E depois, é a atitude desarmante… Feist dá muito de si, atua a um metro do público e responde a perguntas, ri-se connosco, passeia no meio de nós cantando uma música à capela, a certa altura dança com alguém, tudo aquilo é muito cru. Ninguém se intromete inconvenientemente porque estamos todos a disfrutar.
Ao fim de uma hora de concerto, sobe ao palco principal e eis que há uma banda. Há teclados e moduladores, baterias e um violino. O som fica mais cheio mas o que se perde em intimidade ganha-se em energia. De repente lembro-me que ela foi dos Broken Social Scene antes de se ter iniciado a solo na viragem do século.
Realce para ”In Lightning”, provavelmente a melhor faixa do novo álbum, onde ela canta em multipistas gravando live com os teclados vintage e uma bateria a acompanhar. Belo tema este e bastante diferente da versão em disco.

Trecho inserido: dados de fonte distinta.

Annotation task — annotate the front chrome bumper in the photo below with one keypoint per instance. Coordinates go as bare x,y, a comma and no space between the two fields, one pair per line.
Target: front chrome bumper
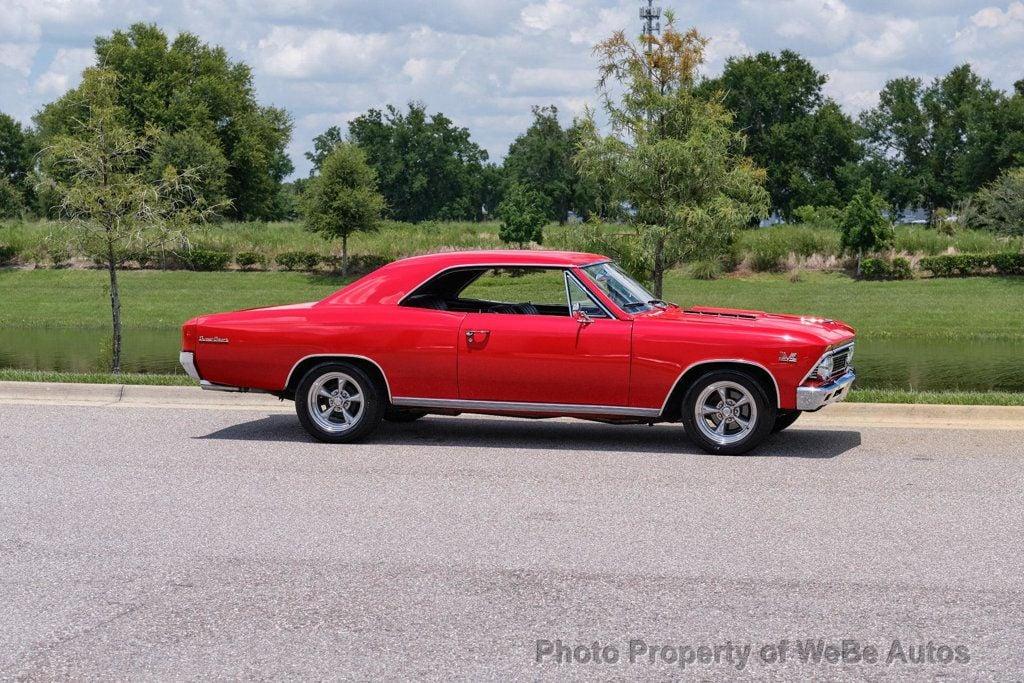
814,398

Diz então que alguém lhe passou uma nota hoje pra ela tocar uma música, ela faz a vontade e diz que passar notas é giro e analógico. A música é “Let it die”, a linda canção que deu nome ao seu segundo álbum.
Duas horas depois acaba o concerto.
Percebemos então que o jovem “do público” a quem entregou o telemóvel e que passou a noite a mostrar imagens no grande ecrã, faz parte da produção. Desculpamos-lhe o teatrinho e agradecemos a confissão.
Volta um pouco mais tarde para dois temas de encore. Novamente só com a guitarra comove-nos com o seu jeito de cantar. Envelheceu bem a moça.